Des Lieblingsörtchens Wiedersehen

Was wallst du, Luft, so liebend mir entgegen?
was rührt mein Innerstes mit zarter Hand,
und führt den Geist auf unbekannten Wegen
in der Erinn'rung stilles Schattenland?

Ich folge still dem Pfad, der sich gewunden
durch dichte Büsche drängt, dem Wäldchen zu.
Bald ist das Dörfchen hinter mir verschwunden,
und alles athmet Einsamkeit und Ruh.

Hier, wo umscherzt vom fröhlichen Gefieder
das Bächlein tanzt, sich froh die Buche hebt,
hier sink' ich still auf weichen Rasen nieder,
von Bildern der Vergangenheit umschwebt.

Wer schaut sie jetzt mit Lust, die grüne Fülle,
wer leiht dem fröhlichen Gesang sein Ohr?
Einsam entfaltet sich der Blume zarte Hülle,
und unbemerkt verhallt der Vögel Chor.

Verlassen murmelt sanft die Wiesenquelle,
kein fühlend Herz lauscht ihr mit zartem Sinn;
und ungesehen taucht sich die Libelle
mit leisem Flug durch grüne Dämm'rung hin.

Hier war es, wo einst in holden Träumen
der Hore Flug mit sanfterm Hauch zerrann;
wo sich die Phantasie in fernen Räumen
ein goldnes Zauberland mit Lust ersann.

Da wehte um das neue, frische Leben
der Zauberduft der Unerfahrenheit:
ich sah die Gegenwart mir hold entschweben,
und in der Ferne lauter Seligkeit.

Verloren ist die Blüthe der Gefühle,
der Täuschung buntes Zauberland verblich;
der Menschheit schönes Bild floh im Gewühle,
und ach! die Götter selbst entfernten sich.

Erfahrung schuf mir neue Lust und Schmerzen;
auf ihr Geheiss floh der geliebte Wahn.
Nur du, Natur - an dem verlass'nen Herzen
klang rein dein schöner Ton, wie vormals, an.

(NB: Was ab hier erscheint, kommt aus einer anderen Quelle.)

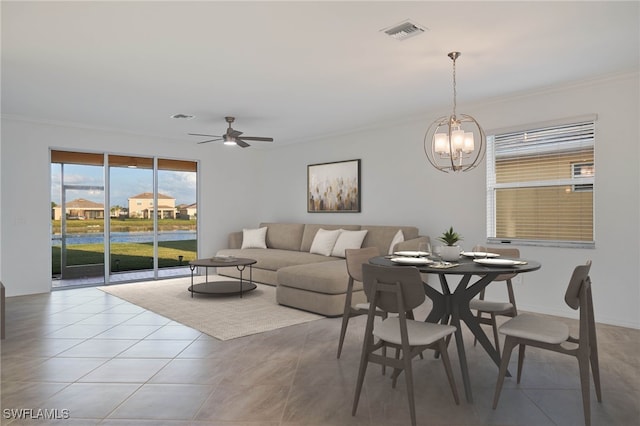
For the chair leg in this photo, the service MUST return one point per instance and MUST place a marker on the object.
(343, 332)
(447, 368)
(595, 370)
(364, 360)
(408, 375)
(509, 344)
(345, 316)
(520, 361)
(396, 371)
(585, 382)
(494, 325)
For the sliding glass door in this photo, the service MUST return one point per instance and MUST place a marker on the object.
(77, 219)
(131, 231)
(150, 204)
(177, 215)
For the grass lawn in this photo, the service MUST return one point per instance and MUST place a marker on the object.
(130, 256)
(124, 225)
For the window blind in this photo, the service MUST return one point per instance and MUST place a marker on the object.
(540, 185)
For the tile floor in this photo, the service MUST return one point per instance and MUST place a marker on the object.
(103, 361)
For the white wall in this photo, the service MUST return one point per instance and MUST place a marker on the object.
(226, 176)
(240, 188)
(400, 187)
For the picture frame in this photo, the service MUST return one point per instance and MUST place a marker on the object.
(334, 187)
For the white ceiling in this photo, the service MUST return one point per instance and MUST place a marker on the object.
(294, 71)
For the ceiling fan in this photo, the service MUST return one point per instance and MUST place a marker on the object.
(232, 136)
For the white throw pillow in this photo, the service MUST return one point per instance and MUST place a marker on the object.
(324, 241)
(254, 238)
(398, 238)
(348, 240)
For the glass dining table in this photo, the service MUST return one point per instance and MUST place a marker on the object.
(451, 303)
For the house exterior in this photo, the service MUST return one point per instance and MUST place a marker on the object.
(141, 205)
(188, 211)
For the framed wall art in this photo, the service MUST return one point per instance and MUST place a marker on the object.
(334, 187)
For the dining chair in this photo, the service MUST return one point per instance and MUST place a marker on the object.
(399, 290)
(547, 333)
(494, 308)
(355, 258)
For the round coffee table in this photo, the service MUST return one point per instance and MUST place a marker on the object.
(224, 288)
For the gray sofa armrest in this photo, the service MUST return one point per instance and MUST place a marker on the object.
(235, 240)
(411, 244)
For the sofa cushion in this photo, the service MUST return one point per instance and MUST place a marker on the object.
(274, 259)
(325, 277)
(311, 229)
(285, 236)
(348, 240)
(254, 238)
(381, 236)
(324, 241)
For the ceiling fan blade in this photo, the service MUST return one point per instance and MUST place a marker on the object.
(241, 143)
(200, 134)
(211, 140)
(256, 138)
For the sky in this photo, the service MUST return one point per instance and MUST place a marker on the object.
(124, 183)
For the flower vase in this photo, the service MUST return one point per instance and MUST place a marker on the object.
(450, 253)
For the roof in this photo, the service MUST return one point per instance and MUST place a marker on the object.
(149, 196)
(81, 203)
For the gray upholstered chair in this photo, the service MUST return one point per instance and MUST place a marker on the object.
(494, 308)
(355, 258)
(399, 290)
(551, 334)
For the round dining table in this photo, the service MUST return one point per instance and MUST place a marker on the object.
(451, 304)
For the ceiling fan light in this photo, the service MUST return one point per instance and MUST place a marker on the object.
(229, 140)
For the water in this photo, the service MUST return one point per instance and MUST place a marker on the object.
(123, 237)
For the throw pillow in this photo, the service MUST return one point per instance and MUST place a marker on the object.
(254, 238)
(398, 238)
(324, 241)
(348, 240)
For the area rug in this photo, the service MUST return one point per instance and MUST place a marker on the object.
(222, 317)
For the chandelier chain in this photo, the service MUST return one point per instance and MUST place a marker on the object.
(454, 88)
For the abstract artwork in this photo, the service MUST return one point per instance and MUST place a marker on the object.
(334, 187)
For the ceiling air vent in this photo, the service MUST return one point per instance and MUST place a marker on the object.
(404, 30)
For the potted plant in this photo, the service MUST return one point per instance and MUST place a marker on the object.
(451, 251)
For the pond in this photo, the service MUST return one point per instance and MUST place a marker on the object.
(123, 237)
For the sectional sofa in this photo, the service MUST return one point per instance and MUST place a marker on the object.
(309, 271)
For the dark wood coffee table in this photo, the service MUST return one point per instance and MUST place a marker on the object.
(223, 288)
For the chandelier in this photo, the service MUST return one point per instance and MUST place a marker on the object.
(455, 142)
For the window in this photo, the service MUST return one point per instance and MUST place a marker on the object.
(540, 184)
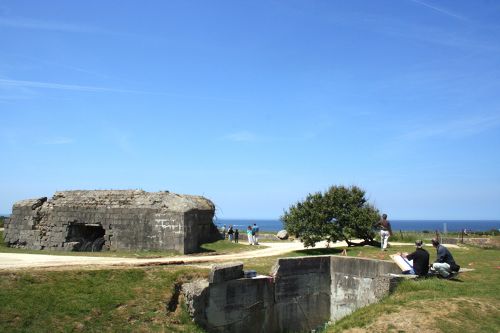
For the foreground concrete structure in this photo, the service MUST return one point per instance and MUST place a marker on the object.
(112, 220)
(301, 294)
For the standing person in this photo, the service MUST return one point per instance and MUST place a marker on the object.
(385, 231)
(224, 232)
(249, 235)
(444, 265)
(255, 234)
(420, 259)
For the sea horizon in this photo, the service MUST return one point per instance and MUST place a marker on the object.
(441, 225)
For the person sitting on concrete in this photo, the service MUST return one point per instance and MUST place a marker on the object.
(420, 259)
(444, 265)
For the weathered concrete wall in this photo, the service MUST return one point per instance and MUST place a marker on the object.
(112, 220)
(301, 294)
(358, 282)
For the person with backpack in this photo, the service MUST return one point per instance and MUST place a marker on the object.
(420, 259)
(444, 265)
(249, 235)
(255, 234)
(385, 232)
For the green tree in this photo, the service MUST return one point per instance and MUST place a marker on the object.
(340, 213)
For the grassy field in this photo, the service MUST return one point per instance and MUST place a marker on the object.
(136, 300)
(133, 300)
(471, 303)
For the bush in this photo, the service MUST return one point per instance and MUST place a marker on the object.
(340, 213)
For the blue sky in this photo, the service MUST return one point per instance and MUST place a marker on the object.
(255, 104)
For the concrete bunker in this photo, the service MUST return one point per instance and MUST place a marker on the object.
(112, 220)
(300, 295)
(88, 237)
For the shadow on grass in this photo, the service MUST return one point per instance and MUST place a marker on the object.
(319, 252)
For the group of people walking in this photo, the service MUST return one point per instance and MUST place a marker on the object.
(444, 266)
(233, 234)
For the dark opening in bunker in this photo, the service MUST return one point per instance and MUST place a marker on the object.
(90, 237)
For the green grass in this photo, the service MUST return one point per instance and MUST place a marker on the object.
(473, 299)
(225, 246)
(132, 300)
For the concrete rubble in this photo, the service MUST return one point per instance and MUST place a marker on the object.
(300, 295)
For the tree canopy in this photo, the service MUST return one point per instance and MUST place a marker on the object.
(340, 213)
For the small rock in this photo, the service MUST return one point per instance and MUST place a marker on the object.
(282, 234)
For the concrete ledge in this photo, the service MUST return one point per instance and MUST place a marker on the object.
(226, 272)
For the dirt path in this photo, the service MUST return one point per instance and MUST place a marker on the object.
(15, 261)
(10, 261)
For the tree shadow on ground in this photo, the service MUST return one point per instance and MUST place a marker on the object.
(319, 252)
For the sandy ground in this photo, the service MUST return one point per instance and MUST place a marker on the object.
(16, 261)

Wohl mir, dass in des Lebens bunten Scenen
nicht diese zarte Harmonie entwich!
Noch quillt für dich ein wenig reges Sehnen,
und mein Gefühl bleibt ewig jugendlich!

Du bist das Band, das bessre Seelen leitet,
die zartbesaiteten; wenn sich das Glück,
wenn Phantasie und Lust von ihnen scheidet,
rufst du den Frieden in ihr Herz zurück.